One of the latest news that astounded readers worldwide is the discovery of a technology that can change people’s eye colour. It seems that the song, “turning your brown eyes blue” is literally becoming a possibility. The so called Stroma device developed by a California based Stroma Medical Company is said to have leveled-up the laser technology normally used in corrective procedures for human eyes.
Now, people can have that blue eyes associated with Hollywood icons like Paul Newman or Elizabeth Taylor. This is no easy feat however. The controversy surrounding this procedure is polarizing even the medical profession.
Natural or Artificial Eye Colors
While Stroma founder, Dr. Gregg Homer, PhD, a biologist claims that his invention is set to change people’s lives forever, and asserted that the procedures are safe, critics are saying otherwise. The procedure requires the use of laser that will be used to change the colour of the eyes. One thing is certain, the results are irreversible. Its long-term effects are, however, still unconfirmed.
With the stringent requirements in the UK and US before any product is introduced in the market, this technology is expected to be out by 2015, and 18 months after, exported to other continents like South America, Middle East and Asia. In the UK alone, around 300 inquiries had been received denoting the public’s interest in the image enhancing procedure.
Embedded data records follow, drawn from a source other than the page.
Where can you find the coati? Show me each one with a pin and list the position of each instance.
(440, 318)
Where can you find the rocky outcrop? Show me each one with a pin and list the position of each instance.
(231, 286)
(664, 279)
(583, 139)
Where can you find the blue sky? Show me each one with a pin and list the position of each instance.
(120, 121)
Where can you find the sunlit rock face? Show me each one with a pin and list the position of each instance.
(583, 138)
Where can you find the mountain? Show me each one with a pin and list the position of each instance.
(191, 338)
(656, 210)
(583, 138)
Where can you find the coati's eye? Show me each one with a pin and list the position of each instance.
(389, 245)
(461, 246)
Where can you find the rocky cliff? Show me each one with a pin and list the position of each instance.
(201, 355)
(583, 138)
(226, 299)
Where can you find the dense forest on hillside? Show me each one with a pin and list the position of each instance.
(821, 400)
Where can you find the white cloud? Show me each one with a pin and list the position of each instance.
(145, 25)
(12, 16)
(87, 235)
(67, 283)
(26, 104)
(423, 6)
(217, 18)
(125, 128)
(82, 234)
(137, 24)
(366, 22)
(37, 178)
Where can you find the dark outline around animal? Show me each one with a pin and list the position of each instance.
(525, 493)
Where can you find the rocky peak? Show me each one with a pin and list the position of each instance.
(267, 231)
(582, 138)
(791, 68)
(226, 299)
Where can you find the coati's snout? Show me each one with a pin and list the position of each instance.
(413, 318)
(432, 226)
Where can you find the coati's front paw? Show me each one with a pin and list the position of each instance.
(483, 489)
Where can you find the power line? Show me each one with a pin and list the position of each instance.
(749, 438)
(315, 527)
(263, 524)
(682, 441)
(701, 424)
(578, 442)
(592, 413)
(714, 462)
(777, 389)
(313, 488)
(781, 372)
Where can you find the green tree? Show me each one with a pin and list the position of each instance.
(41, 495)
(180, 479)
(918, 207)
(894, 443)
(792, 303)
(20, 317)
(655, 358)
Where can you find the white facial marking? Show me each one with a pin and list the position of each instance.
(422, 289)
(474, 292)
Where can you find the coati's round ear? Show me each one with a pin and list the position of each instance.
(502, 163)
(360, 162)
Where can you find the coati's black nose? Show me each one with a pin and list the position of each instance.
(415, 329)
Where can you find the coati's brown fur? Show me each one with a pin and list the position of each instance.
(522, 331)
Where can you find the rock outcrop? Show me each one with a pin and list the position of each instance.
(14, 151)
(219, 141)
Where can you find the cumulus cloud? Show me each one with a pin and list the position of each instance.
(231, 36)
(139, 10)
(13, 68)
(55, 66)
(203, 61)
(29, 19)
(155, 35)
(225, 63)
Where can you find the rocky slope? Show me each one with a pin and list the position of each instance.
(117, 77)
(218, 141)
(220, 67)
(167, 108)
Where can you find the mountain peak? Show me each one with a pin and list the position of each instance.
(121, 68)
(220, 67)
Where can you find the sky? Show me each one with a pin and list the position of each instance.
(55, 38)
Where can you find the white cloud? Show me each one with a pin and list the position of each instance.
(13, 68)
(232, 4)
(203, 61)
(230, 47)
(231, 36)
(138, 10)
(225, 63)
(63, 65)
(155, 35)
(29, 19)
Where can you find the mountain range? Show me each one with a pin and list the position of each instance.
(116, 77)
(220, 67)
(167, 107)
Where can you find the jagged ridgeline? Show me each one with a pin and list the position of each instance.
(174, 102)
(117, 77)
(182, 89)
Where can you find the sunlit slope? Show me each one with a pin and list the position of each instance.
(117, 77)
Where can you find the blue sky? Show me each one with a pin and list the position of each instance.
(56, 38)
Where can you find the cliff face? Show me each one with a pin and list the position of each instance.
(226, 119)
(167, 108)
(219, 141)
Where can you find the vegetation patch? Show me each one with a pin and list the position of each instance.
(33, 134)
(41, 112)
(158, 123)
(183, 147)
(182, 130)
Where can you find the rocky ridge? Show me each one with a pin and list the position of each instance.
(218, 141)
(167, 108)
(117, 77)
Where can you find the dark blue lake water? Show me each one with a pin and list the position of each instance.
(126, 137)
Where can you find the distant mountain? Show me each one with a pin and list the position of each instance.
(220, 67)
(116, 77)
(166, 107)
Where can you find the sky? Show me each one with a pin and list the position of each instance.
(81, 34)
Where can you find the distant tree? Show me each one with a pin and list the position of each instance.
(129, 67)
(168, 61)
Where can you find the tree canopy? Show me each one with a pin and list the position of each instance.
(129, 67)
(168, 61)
Critics are voicing caution and opposition. Some are saying that the radical procedure should not be used solely on the ground of aesthetics. To this, the Stroma founder rejoined that the procedure is similar to corrective eye surgery in using laser. One American optometrist from the Ultralase laser vision eye correction services argued that the two are different.
Dr. Mark Korolkiewicz of Ultralase explained that in corrective eye surgery, the lasers are only applied at the cornea, or surface of the eye while in the Stroma technique, the laser is used inside the eye, and thus it has the potential to cause more damage.
Meantime, Dr. Homer gave a response to this issue that they only work on the pigmentation, one that causes the eye to look grey, brown or blue. The strongest reactions are those that question the ethical practice of altering what is naturally endowed to a human being into something which a person is not born with.
Whatever the truth is, the public deserves the right to a better technology and not something that will cause lifetime damage like loss of eyesight.